A Gel-electrophoretic Analysis for Improved Sensitivity and Specificity of DNA-dependent Protein Kinase Activity
Author(s) -
Yoshihisa Matsumoto,
Noriko Umeda,
Norio Suzuki,
Kazuo Sakai,
Kazuya Hirano
Publication year - 1999
Publication title -
journal of radiation research
Language(s) - English
Resource type - Journals
SCImago Journal Rank - 0.643
H-Index - 60
eISSN - 1349-9157
pISSN - 0449-3060
DOI - 10.1269/jrr.40.183
Subject(s) - dna , phosphorylation , peptide , biochemistry , gel electrophoresis , microbiology and biotechnology , kinase , protein kinase a , substrate (aquarium) , protein phosphorylation , chemistry , biology , ecology
DNA-dependent protein kinase (DNA-PK) is considered a critical enzyme in the repair and/or signal transduction of DNA double-strand breaks.

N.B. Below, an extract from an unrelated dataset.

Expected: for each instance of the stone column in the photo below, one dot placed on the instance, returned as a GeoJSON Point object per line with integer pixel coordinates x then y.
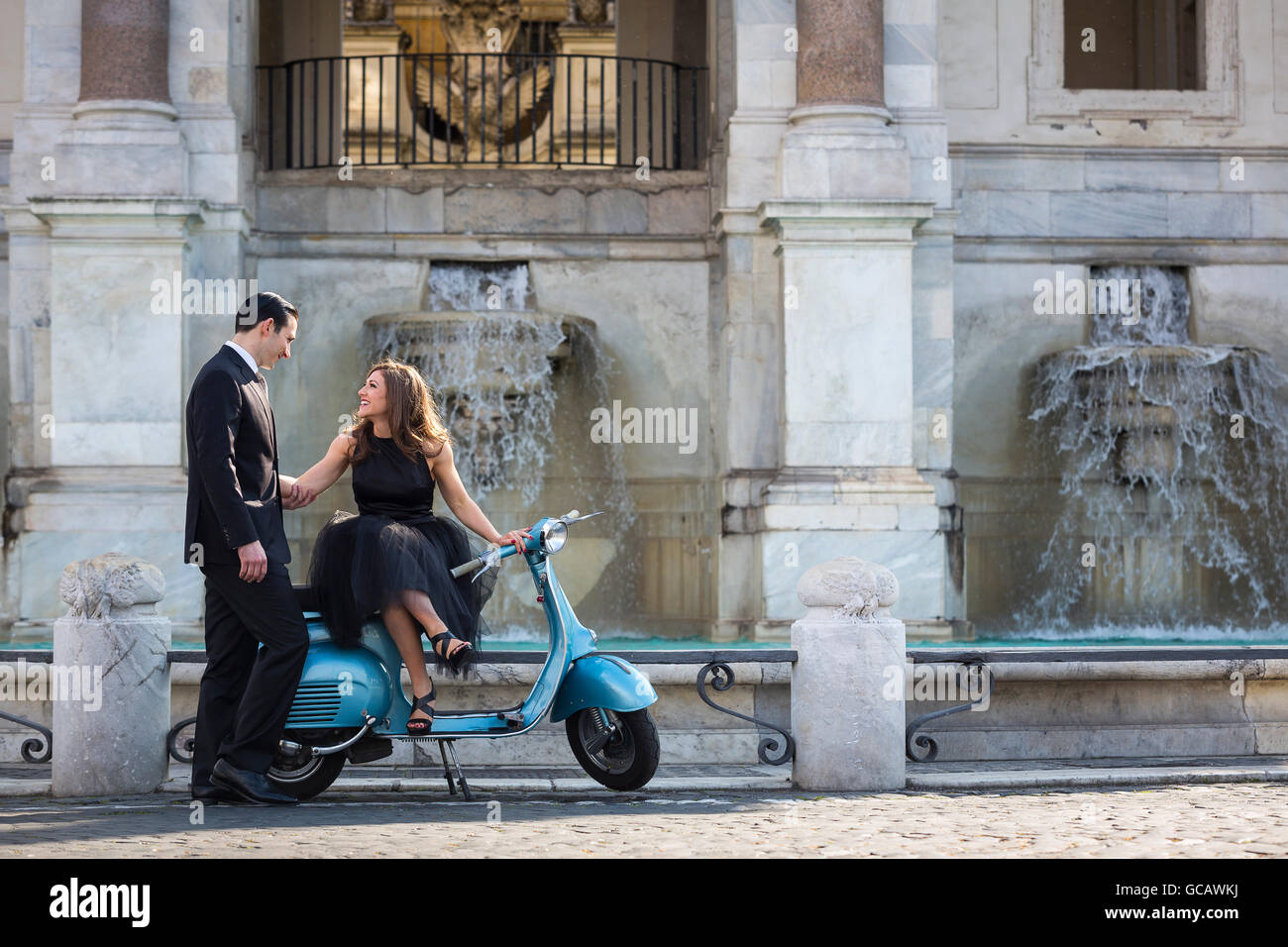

DNA-PK activity has been mostly measured through "DNA-plus-minus" or "DNA-pull-down" procedures using synthetic peptide as substrate followed by filter-binding analysis, i.e. liquid scintillation counting of acid-insoluble radioactivity bound to phosphocellulose filter. Considering that non-specific phosphorylation of other cellular proteins in filter-bound acid-insoluble count could interfere with the detection of specific phosphorylation of peptide substrate, we examined the specificity and characteristics of these assay procedures by SDS gel-electrophoresis of the reaction mixture. The electrophoretic pattern showed phosphorylation in wide range of non-specific protein bands other than the specific substrate. The very low DNA-PK activity shown by murine L5178Y or FSA1233 cells was unambiguously detectable as the count in substrate band. Even following DNA-pull-down procedure, which would separate DNA-PK from most of other protein kinases, substantial amount of phosphorylation of other cellular proteins were still contaminated. Thus by selectively counting the particular bands, small amount of specific phosphorylation of peptide substrate was reliably quantified. These results indicated that the DNA-PK activity through filter-binding analysis was, as suspected, contaminated by non-specific phosphorylation of other cellular proteins and also that the gel-electrophoretic analysis would improve detectability of specific phosphorylation by DNA-PK of synthetic peptide substrate and, therefore, would improve the kinase assay in both sensitivity and specificity.